The singer-songwriter first received notice for his music in the early ’80s when he was living in Austin, Texas. Johnston, who had been fascinated with the piano from a young age, recorded a slew of cassettes in basements with a tape recorder, a keyboard and his scratchy and shoddy voice.
Johnston’s first album, “Songs of Pain,” which he released in 1981, showcases just this. The opening track, “Grievances,” features the identifiably static Johnston banging away an upbeat melody on his piano while singing about an art school crush that wouldn’t reciprocate his misplaced feelings.
“I saw you at the funeral/ You were standing there like a temple,” Johnston sings. “I said, ‘Hi, how are you, hello’/ And I pulled up a casket and crawled in.”
By 1985, Johnston was relatively well-known in the Austin music scene, partly because he would hand his homemade tapes out to anyone who was willing to listen. Without a label or anyone to reproduce his cassettes, Johnston would oftentimes make numerous recordings of the same album to ensure his music would reach a growing audience.
A brief moment of fame occurred that year when MTV’s “The Cutting Edge” came to Austin, and Johnston performed with his rattled guitar and splintered vocals on television.
“The wildest summer that I ever knew/ I had a flat tire down memory lane,” Johnston sings into the camera for his song “I Live My Broken Dreams.” “And now I’m here/ And here I stand/ With a sweet angel holding my hand/ I live my broken dreams.”
Johnston’s genius is often disputed.
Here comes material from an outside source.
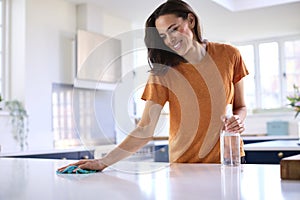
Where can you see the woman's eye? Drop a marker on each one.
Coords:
(162, 37)
(173, 30)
The singer doesn’t hold a tune very well, nor are his songs melodiously complex. Johnston’s music is brilliant not for its musical quality, but for the painful emotion and heartbreak of a man battling schizophrenia and manic depression. His greatest and most recognizable songs, “True Love Will Find You In The End” and “Some Things Last a Long Time,” are pure portrayals of a shattered soul reaching out from the speaker to grab a loving hand.
The tremendous ability of Johnston to overcome the demons of his mental life to continually put out new music, 17 studio albums and counting, is empowering to any listener who can find an honest friend in Johnston’s begging voice.
In the last two decades, Johnston’s music has been adored and covered by artists from Beck and Pearl Jam to Tom Waits and Sonic Youth. Through all the mental breakdowns, through all the criticism, Daniel Johnston’s three-chord melodies touch a deeper heartstring that only few artists can claim to reach.